Flu-specific takeaways:

  • Early vaccines are significantly more effective than late vaccines.

  • Data shows that vaccines that start being administered early on in the epidemic tend to have a higher acceptance rate in the population.

  • There exists a time-sensitive “critical period” within a few weeks of the peak of an epidemic where the effectiveness of the vaccines is extremely time-dependent. This is the time when it is important to vaccinate as much of the population as possible.

  • Practitioners taking these points into account and combining them with OR resource allocation methods will see significant improvements in the benefits of available vaccine.

2.10 Conclusion

The use of OR methods to address homeland security issues, such as an influenza pandemic, forces a logical and systematic examination of the whole problem, rather than just certain parts of it. Commonly, the result is to uncover relationships that are non-intuitive, or even counter-intuitive. An improved understanding of the whole problem can benefit planning at strategic, tactical, and operational levels.

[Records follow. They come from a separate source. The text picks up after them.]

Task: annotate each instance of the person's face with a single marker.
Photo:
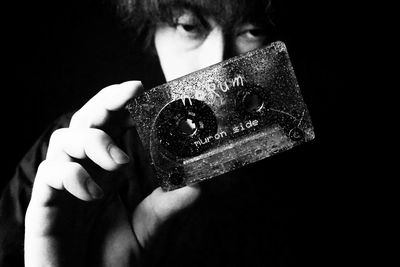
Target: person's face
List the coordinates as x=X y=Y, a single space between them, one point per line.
x=194 y=42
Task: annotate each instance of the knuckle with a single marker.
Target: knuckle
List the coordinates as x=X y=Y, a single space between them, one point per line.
x=56 y=136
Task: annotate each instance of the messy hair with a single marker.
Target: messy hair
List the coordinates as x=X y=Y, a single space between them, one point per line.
x=141 y=16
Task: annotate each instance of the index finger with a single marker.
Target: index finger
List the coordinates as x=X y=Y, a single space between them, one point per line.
x=98 y=109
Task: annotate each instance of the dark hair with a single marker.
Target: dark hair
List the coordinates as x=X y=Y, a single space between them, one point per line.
x=141 y=16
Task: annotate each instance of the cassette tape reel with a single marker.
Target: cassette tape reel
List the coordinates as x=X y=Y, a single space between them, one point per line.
x=222 y=117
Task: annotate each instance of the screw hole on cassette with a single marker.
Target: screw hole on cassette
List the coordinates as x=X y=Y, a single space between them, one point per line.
x=251 y=101
x=179 y=125
x=296 y=134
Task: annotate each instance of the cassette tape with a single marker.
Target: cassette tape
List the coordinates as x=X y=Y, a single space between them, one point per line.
x=223 y=117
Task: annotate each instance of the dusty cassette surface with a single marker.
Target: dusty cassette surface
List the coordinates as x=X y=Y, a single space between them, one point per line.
x=222 y=117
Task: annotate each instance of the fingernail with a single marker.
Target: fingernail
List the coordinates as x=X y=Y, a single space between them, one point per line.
x=118 y=155
x=94 y=190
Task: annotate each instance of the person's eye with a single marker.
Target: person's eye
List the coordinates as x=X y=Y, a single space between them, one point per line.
x=252 y=33
x=189 y=26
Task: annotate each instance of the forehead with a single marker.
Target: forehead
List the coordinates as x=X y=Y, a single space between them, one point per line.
x=224 y=11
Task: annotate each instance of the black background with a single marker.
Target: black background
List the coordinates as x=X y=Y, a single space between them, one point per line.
x=59 y=54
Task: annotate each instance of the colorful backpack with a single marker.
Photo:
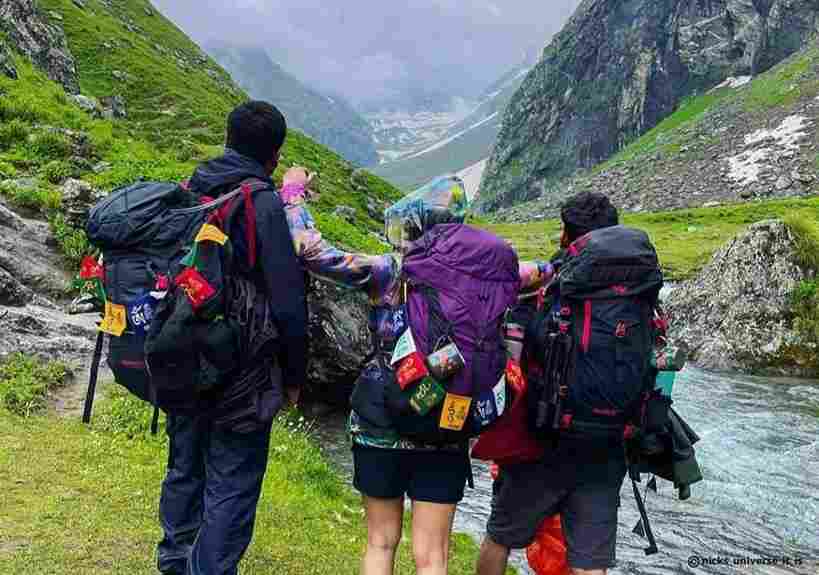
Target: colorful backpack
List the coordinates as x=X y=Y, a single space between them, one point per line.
x=590 y=355
x=144 y=232
x=449 y=361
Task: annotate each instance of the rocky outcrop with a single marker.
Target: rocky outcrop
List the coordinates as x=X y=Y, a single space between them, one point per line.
x=339 y=342
x=736 y=314
x=30 y=31
x=32 y=285
x=617 y=69
x=78 y=197
x=7 y=67
x=728 y=155
x=33 y=288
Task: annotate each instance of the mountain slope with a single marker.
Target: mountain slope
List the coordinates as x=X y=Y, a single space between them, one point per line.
x=175 y=99
x=740 y=142
x=463 y=144
x=617 y=69
x=329 y=120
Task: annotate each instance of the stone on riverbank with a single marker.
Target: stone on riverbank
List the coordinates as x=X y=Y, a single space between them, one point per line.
x=736 y=314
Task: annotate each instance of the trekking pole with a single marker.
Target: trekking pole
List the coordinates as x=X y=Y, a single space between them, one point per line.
x=92 y=380
x=649 y=535
x=155 y=421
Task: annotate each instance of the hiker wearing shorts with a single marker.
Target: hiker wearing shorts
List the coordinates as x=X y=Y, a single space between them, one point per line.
x=580 y=479
x=389 y=467
x=215 y=474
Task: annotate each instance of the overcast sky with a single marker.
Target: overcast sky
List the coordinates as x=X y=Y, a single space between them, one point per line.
x=372 y=49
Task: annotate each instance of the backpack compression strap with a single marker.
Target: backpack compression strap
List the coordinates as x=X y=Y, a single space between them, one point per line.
x=225 y=214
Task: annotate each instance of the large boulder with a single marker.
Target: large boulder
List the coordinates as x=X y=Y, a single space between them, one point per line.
x=736 y=314
x=43 y=41
x=339 y=342
x=78 y=197
x=617 y=69
x=33 y=284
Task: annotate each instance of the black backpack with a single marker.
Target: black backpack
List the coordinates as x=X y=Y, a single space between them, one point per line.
x=589 y=355
x=144 y=232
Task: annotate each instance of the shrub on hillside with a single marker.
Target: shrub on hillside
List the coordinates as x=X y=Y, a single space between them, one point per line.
x=7 y=170
x=25 y=382
x=13 y=132
x=124 y=414
x=57 y=171
x=35 y=196
x=72 y=241
x=50 y=145
x=806 y=232
x=805 y=307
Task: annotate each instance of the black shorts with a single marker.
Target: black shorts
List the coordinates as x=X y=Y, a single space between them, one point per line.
x=426 y=476
x=523 y=499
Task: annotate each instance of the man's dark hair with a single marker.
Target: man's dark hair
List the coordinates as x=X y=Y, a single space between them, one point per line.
x=256 y=130
x=587 y=212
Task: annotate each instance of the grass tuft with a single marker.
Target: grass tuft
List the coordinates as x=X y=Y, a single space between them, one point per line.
x=26 y=381
x=806 y=233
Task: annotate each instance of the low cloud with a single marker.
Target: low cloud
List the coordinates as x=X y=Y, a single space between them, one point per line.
x=367 y=50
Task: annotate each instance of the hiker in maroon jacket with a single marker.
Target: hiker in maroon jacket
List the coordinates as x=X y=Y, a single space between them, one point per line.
x=389 y=465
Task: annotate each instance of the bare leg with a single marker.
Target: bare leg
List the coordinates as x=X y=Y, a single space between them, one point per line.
x=493 y=559
x=431 y=528
x=384 y=518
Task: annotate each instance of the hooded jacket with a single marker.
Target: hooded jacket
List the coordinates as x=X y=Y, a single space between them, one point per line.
x=277 y=271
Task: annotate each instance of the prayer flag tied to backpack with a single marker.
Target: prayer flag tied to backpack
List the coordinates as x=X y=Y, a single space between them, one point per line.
x=445 y=360
x=90 y=280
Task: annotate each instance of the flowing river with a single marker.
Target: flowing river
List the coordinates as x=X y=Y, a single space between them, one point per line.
x=759 y=455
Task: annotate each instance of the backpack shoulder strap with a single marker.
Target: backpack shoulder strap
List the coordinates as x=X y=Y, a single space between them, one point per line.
x=227 y=212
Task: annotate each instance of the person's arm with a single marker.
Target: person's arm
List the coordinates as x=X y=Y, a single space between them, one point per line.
x=284 y=286
x=321 y=258
x=535 y=275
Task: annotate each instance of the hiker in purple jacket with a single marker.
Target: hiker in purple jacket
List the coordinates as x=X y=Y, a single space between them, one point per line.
x=389 y=466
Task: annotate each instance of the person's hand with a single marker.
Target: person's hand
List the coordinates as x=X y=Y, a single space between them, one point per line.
x=293 y=395
x=298 y=175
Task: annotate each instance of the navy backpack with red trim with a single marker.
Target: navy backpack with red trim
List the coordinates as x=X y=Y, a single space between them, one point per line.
x=589 y=355
x=146 y=232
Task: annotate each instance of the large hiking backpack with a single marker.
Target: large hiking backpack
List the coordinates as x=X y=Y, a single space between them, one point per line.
x=144 y=232
x=590 y=354
x=460 y=283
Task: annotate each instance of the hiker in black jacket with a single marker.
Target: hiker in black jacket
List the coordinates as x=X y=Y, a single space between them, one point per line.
x=214 y=477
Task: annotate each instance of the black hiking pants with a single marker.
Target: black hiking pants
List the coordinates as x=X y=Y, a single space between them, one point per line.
x=209 y=497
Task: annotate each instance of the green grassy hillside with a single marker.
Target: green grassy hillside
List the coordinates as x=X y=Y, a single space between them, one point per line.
x=176 y=99
x=83 y=500
x=689 y=159
x=686 y=240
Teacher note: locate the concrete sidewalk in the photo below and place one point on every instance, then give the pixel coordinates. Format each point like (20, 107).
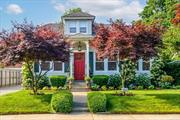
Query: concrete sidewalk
(9, 89)
(89, 116)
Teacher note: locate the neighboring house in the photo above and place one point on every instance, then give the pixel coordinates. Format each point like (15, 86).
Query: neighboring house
(83, 61)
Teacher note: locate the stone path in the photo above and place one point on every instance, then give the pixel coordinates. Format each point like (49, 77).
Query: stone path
(79, 92)
(9, 89)
(89, 116)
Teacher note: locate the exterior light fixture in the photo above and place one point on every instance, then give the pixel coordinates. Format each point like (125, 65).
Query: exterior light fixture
(79, 46)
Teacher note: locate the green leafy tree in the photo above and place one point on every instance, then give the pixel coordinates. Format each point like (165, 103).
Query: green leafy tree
(162, 11)
(157, 71)
(73, 10)
(171, 40)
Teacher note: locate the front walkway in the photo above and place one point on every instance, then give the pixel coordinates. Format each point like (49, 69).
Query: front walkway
(79, 92)
(9, 89)
(89, 116)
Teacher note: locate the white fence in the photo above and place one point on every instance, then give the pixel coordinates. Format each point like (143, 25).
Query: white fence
(10, 76)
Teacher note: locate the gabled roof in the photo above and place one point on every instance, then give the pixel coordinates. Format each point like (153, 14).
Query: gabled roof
(79, 15)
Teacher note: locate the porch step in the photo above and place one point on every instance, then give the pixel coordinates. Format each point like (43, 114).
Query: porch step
(80, 107)
(79, 89)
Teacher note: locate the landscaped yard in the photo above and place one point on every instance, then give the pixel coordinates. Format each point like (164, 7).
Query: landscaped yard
(145, 101)
(23, 102)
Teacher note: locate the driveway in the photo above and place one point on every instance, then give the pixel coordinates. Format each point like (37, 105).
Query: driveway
(89, 116)
(9, 89)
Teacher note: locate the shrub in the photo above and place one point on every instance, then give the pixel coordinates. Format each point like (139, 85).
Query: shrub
(178, 87)
(167, 78)
(104, 88)
(97, 102)
(157, 71)
(70, 79)
(114, 81)
(58, 81)
(151, 87)
(43, 82)
(100, 80)
(140, 88)
(87, 79)
(62, 102)
(128, 72)
(95, 87)
(165, 85)
(142, 80)
(132, 86)
(173, 69)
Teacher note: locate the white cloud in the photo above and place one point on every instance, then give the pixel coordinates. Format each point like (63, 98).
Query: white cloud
(1, 8)
(14, 9)
(58, 6)
(125, 9)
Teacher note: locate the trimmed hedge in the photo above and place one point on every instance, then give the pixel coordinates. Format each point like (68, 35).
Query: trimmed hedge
(62, 102)
(173, 69)
(100, 80)
(97, 102)
(58, 81)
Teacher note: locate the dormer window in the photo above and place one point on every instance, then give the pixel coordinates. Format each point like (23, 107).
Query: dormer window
(72, 29)
(82, 29)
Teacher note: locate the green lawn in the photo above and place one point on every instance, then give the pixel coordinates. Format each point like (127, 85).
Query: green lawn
(145, 101)
(23, 102)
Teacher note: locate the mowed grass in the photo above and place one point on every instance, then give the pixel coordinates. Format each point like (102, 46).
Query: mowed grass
(145, 101)
(24, 102)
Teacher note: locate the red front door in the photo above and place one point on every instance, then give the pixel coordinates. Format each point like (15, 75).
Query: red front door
(79, 66)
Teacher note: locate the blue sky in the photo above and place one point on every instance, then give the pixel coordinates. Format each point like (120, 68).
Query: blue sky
(50, 11)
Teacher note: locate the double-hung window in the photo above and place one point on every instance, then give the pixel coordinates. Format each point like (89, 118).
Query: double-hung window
(99, 64)
(72, 29)
(58, 66)
(82, 29)
(146, 64)
(45, 65)
(112, 64)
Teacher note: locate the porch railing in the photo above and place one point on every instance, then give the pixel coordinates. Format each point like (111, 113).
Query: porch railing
(10, 76)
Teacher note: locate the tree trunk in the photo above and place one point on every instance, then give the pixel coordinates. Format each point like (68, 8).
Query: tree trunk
(32, 77)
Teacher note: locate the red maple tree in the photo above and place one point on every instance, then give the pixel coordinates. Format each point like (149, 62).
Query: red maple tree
(176, 19)
(28, 43)
(131, 42)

Let us again consider the context of the allocation of vaccine by the CDC to the individual states once a pandemic is already underway. If and when a southern state, for example, experiences a wave of cases, a natural tendency would be to make a tactical decision to ship via express courier the state’s proportional share of the vaccine to address what appears to be an imminent, growing problem. But the total system situation is far more complicated than a one-state-at-a-time decision analysis. Consider Scenario 1: The southern states are just now experiencing a rapidly rising flu wave and the northern states do not yet have the flu. In this situation, the southern states should receive priority and be shipped a number of vaccines above their proportional population share. This is because the northern states can wait without significant penalty. Now consider Scenario 2: The vaccines are delayed and the southern states have all reached peak, herd immunity has occurred, and their respective flu waves have started to decrease. By the time the vaccine reaches the southern state in question, many who were sick would have recovered, are now immune, and risks to remaining healthy persons have become much less. A better decision would be to increase the allocation to more vulnerable northern regions that had so far seen few cases and must have many more susceptible individuals.

The results of one OR analysis might suggest the need for others. For example, it is highly likely that a time interval will exist after cases of illness are recognized, but before vaccine can be produced and distributed. The value of diligent hygiene and social distancing, especially under these circumstances, are already widely recognized. In planning for future outbreaks of illness, it would be useful to quantify the benefits of devoting resources to systematic campaigns to modify certain patterns of personal behavior, in relation to the effort’s costs.

A great benefit of operations research is that it forces a logical and systematic consideration of all aspects of a problem. Pandemics and other LPHC events gravely threaten lives and the security of our homeland. We are hopeful that the approaches we have described offer the prospect of mitigating the future impact of these kinds of adverse events.